All of my app's data is loaded from an XML resource file. Here's an example of that file:
<entry>
<word>afa'i fā</word>
<definition>See under "afa". Figurative (especially in poetry), king or queen: "hotau afa'i fā".</definition>
</entry>
I retrieve an XmlResourceParser
by calling:
XmlResourceParser parser = getResources().getXml(R.xml.data);
parse(parser);
Here's my parsing code:
public void parse(XmlResourceParser parser) throws XmlPullParserException, IOException {
int eventType = parser.getEventType();
while (eventType != XmlPullParser.END_DOCUMENT) {
switch (eventType) {
case XmlPullParser.START_TAG:
startTag(parser.getName(), parser);
break;
case XmlPullParser.END_TAG:
endTag(parser.getName(), parser);
break;
case XmlPullParser.TEXT:
foundText(parser.getText());
break;
default:
break;
}
eventType = parser.next();
}
}
When parsing the text, XmlResourceParser
's getText()
method drops everything after the '
and picks right back up with the text inside of the next node.
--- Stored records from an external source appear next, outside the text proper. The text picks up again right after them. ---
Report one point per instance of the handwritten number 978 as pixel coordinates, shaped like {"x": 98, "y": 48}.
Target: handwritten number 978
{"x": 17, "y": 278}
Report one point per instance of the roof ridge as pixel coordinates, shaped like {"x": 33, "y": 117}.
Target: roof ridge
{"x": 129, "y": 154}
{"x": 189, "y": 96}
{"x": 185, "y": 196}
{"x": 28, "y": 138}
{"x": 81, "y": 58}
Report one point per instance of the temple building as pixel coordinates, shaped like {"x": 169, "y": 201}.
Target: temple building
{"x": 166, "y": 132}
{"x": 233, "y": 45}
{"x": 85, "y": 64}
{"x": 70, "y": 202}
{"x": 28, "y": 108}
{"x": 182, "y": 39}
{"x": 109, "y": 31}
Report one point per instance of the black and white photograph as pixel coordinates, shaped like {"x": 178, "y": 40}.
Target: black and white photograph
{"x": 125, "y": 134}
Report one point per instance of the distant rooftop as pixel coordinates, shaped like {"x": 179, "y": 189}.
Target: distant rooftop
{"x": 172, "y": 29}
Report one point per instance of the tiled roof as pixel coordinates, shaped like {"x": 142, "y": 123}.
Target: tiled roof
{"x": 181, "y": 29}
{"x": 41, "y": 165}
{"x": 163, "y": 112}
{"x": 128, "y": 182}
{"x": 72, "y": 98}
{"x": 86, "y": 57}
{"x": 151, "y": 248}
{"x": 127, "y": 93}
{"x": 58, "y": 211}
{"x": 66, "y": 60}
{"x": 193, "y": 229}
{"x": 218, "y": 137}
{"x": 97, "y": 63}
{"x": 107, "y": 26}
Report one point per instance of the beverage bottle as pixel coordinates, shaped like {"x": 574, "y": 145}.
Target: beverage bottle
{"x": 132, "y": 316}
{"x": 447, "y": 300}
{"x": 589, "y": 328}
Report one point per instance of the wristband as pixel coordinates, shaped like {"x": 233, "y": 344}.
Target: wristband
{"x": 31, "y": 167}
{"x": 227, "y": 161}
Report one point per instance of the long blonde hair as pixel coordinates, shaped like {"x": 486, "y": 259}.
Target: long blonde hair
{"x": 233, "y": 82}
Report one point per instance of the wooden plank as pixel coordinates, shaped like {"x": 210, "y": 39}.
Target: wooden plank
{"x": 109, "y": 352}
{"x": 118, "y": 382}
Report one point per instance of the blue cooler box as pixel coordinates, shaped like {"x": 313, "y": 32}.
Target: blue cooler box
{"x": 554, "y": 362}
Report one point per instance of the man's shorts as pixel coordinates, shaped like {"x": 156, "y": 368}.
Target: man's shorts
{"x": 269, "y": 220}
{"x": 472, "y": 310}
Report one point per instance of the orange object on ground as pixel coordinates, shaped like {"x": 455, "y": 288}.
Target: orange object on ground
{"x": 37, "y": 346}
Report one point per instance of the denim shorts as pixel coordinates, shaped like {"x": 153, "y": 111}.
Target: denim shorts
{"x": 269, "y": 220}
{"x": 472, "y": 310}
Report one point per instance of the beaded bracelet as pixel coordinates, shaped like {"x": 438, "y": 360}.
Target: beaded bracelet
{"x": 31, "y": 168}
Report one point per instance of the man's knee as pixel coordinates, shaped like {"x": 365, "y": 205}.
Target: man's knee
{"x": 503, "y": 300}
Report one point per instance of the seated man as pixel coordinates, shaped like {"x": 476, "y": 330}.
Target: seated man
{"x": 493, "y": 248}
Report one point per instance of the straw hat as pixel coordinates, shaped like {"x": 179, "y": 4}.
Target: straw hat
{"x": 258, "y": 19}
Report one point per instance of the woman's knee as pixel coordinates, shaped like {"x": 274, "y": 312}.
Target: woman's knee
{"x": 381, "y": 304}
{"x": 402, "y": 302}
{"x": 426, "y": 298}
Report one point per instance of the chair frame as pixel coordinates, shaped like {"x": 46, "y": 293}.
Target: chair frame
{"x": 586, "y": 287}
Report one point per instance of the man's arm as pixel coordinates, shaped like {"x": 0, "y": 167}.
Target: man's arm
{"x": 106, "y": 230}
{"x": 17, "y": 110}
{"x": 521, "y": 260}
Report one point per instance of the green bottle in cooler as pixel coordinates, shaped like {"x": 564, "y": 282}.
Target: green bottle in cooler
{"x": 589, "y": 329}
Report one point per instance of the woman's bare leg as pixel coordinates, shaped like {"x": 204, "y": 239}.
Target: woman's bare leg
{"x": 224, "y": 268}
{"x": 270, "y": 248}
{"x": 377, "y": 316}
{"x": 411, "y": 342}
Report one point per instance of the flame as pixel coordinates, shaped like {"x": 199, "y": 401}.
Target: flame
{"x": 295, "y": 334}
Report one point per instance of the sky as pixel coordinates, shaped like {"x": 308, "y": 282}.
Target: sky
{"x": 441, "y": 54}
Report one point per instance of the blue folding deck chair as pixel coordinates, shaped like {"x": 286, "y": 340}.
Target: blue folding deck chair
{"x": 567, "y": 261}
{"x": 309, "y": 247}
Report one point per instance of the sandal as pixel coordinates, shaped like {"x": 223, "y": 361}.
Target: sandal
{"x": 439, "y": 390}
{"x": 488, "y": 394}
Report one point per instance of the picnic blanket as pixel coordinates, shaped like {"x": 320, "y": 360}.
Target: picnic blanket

Additionally, it just ignores the double quotes. My result looks like this:
(word)
afa
(definition)
See under afa. Figurative (especially in poetry), king or queen: hotau afa
I've scoured the docs and can't seem to find any mention of dealing with single and double quotes in the documentation... The only thing I can think is that the XmlResourceParser
doesn't like the literal characters and is instead expecting entity codes, but I've tried a swapping them out and it still ignores them.